Obama sought, as he has in the past, to stress the longer term, emphasizing the improvement from the depths of the downturn while reiterating that more work remains.
“After the worst economic crisis since the Great Depression, our businesses have now created more than 4.2 million new jobs over the last 26 months, more than 1 million jobs in the last six months alone,” he said in a speech Friday at Washington-Lee High School in Arlington, Va.
Because of weather, analysts said, the job-growth slowdown in April and March probably overstated the actual deterioration. The mild winter, they said, artificially inflated payrolls in December, January and February; some of those gains cut into future hiring. Construction firms, for example, had a hiring spurt in December and January but haven’t seen an increase in jobs since.
The U.S. economy grew at a moderate 2.2% annual rate in the first quarter, helped by a surge in consumer spending and improvement in the long-depressed housing market. Car sales have been strong, and demand for credit has been growing. But the weak jobs report is likely to hurt confidence, prompting consumers to pull back spending and already cautious businesses to delay hiring and investment decisions.
Other analysts, citing the distortions caused by the warm winter weather, said they expected job growth to rise again to 175,000 to 200,000 in the coming months — a pickup from the average job growth of 153,000 a month last year. But even that wouldn’t be anything to write home about, said Heidi Shierholz, an economist at the Economic Policy Institute, who worries about the fresh crop of college graduates who will soon be entering the job market.

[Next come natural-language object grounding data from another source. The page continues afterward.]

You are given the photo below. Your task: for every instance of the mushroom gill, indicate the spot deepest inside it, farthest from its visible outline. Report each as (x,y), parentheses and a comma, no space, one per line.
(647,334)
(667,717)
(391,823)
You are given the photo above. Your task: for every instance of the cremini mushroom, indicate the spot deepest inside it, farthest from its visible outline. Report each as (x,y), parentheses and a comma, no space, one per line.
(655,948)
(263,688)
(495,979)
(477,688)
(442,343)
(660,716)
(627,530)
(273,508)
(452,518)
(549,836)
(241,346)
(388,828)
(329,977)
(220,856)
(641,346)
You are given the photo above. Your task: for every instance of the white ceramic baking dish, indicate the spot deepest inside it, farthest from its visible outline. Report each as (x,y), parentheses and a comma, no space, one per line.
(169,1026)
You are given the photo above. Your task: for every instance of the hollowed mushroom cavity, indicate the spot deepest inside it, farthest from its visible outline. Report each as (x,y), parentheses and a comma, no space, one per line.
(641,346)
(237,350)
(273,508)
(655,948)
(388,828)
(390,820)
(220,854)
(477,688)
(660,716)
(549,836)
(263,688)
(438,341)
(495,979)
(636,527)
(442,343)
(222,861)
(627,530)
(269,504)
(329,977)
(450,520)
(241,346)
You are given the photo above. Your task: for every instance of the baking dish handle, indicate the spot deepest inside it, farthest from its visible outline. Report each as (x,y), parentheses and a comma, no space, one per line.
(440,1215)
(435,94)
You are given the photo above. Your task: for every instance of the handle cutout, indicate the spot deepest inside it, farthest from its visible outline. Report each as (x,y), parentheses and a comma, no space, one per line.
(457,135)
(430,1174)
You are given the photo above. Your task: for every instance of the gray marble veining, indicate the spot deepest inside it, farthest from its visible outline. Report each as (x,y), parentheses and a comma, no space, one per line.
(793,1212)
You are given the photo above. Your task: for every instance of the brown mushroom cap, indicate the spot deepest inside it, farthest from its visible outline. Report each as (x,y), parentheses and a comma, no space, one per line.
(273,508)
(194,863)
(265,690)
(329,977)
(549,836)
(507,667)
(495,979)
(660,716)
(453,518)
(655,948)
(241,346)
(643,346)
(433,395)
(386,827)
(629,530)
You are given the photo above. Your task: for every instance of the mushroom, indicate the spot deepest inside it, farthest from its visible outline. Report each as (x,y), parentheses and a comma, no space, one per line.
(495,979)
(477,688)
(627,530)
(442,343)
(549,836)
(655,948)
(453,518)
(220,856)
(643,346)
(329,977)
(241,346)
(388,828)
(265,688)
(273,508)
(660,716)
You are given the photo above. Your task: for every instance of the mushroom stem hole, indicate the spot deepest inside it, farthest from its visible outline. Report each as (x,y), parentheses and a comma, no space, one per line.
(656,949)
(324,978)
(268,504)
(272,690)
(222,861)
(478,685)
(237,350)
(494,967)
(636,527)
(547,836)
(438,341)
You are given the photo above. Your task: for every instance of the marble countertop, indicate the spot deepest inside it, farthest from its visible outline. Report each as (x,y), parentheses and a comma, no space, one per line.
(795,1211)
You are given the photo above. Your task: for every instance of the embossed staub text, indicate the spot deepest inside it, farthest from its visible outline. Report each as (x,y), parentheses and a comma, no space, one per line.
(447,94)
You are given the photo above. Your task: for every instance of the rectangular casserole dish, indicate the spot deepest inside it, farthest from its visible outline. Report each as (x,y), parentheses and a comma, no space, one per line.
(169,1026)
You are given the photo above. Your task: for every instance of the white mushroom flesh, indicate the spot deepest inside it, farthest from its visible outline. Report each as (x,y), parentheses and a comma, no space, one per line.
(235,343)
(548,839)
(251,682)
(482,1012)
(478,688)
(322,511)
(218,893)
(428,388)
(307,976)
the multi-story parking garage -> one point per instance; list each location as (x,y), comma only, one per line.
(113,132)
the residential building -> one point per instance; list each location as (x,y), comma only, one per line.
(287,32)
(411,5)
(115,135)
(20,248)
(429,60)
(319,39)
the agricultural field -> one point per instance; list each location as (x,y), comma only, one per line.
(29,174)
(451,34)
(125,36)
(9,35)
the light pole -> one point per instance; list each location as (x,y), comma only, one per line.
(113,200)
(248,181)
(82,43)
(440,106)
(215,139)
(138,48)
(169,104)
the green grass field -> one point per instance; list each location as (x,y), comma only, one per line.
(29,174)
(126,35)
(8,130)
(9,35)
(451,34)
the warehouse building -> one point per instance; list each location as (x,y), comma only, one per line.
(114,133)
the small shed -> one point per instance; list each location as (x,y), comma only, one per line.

“Their prospects are better than for the class of 2011, but not by much,” she said. “It’s still very grim.”
Among the few bright spots in April’s report, manufacturing continued to perform well. Factory payrolls rose by 16,000 jobs last month, most of them at metal and machinery shops, although that was down from an average increase of 41,000 in each of the preceding three months.
Government payrolls, which seemed to be stabilizing earlier this year, fell by 15,000.
From the total number of new jobs created last month, the unemployment rate should not have changed at all last month. But the rate slid to 8.1% as the labor force — those who are working or looking for work — shrank by 342,000 in April.
With the slow economy discouraging workers and prompting some to go back to school or retire, the share of the working-age population that had jobs or were looking for jobs in April fell by 0.2 percentage point to a 30-year low of 63.6%.
The comparable labor participation rate for men 20 and older dropped to 72.9% last month — the lowest since record-keeping began in the late 1940s. For women 20 and older, the participation rate remained at 59.3% in April; it hadn’t been lower than that since 1995.
Alan Krueger, Obama’s chief economic advisor, acknowledged the shrinking labor force in April. But he said that the jobless rate had fallen by a full percentage point since last August — and that nearly three-quarters of that drop was attributable to increased employment.
But Baker, the Washington economist, said that some of that three-quarters was also because of statistical adjustments in the population.
At any rate, Baker said, other measures looking at the progress from last August to April don’t look so good. The percentage of the working-age population with jobs — a figure that economists consider one of the most important labor indicators — was 58.3% in August. That edged up to 58.4% in April.
“It’s not much, it’s pretty trivial,” he said.